Discuss the changes and the motivations behind these changes.


Parallel processing

Now we have a Makefile which can process thousands of files. It will also discover which files need to be rebuilt if we modify inputs.

In this simple example the dependencies are not branched but in a real life example we can imagine complex dependency trees.

Let us slow things down

Now let us simulate the situation that the processing takes a lot of time.

For this edit count.py and plot.py and insert an artificial pause (maybe 2 or 3 seconds) by changing num_seconds_sleep.
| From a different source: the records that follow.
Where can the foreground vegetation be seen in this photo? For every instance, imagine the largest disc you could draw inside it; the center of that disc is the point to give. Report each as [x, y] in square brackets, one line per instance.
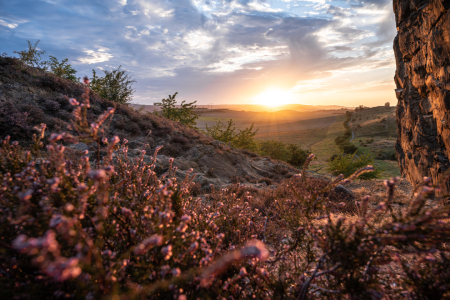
[103, 225]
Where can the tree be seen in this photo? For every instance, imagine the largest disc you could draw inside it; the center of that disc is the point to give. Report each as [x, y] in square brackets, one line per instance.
[32, 56]
[183, 114]
[115, 86]
[62, 69]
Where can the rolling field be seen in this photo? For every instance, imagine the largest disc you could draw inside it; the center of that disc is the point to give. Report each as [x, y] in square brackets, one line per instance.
[374, 128]
[304, 138]
[267, 122]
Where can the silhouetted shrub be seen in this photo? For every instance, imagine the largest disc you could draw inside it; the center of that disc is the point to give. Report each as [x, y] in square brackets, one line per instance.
[183, 114]
[349, 149]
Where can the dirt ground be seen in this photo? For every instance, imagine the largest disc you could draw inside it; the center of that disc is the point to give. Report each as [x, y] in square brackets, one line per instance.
[378, 192]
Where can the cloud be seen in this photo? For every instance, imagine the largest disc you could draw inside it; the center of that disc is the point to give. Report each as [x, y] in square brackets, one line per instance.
[94, 57]
[226, 49]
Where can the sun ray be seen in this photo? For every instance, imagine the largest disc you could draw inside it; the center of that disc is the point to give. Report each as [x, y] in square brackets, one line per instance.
[273, 97]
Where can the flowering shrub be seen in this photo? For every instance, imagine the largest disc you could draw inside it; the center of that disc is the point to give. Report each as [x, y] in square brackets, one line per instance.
[103, 225]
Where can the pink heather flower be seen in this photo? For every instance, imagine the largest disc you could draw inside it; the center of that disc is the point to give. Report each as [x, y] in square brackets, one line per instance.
[164, 270]
[185, 218]
[115, 139]
[255, 249]
[148, 243]
[127, 212]
[182, 228]
[167, 252]
[176, 272]
[56, 220]
[74, 102]
[97, 175]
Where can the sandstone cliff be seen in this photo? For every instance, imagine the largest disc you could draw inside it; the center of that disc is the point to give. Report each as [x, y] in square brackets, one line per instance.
[422, 52]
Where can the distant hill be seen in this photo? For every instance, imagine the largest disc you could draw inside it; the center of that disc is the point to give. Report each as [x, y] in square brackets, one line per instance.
[254, 107]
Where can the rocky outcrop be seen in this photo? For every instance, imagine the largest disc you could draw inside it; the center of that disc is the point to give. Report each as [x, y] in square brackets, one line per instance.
[422, 53]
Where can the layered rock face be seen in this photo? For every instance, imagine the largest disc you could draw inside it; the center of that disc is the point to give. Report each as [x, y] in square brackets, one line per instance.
[422, 52]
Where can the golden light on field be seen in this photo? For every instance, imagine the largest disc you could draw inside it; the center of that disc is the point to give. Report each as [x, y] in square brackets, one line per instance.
[273, 97]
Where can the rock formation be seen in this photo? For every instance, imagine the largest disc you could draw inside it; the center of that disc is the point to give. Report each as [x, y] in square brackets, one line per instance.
[422, 53]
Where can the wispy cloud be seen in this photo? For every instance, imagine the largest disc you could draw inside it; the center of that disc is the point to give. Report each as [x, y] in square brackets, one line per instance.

Then time the entire processing:

$ touch data/*.in
$ time make

cat data/lorem.in | ./count.py > data/lorem.tmp
cat data/lorem.tmp | ./plot.py > data/lorem.out
cat data/shakespeare.in | ./count.py > data/shakespeare.tmp
cat data/shakespeare.tmp | ./plot.py > data/shakespeare.out
cat data/faust.in | ./count.py > data/faust.tmp
cat data/faust.tmp | ./plot.py > data/faust.out
make  0.22s user 0.04s system 2% cpu 12.289 total

Let us speed things up

Now if you have 4 cores in your laptop (adapt accordingly), try:

$ touch data/*.in
$ time make -j4

cat data/lorem.in | ./count.py > data/lorem.tmp
cat data/lorem.tmp | ./plot.py > data/lorem.out
cat data/shakespeare.in | ./count.py > data/shakespeare.tmp
cat data/shakespeare.tmp | ./plot.py > data/shakespeare.out
cat data/faust.in | ./count.py > data/faust.tmp
cat data/faust.tmp | ./plot.py > data/faust.out
make -j4  0.27s user 0.03s system 7% cpu 4.131 total

Discuss what just happened.


Resources

Key points

  • Makefiles express targets, rules, and dependencies.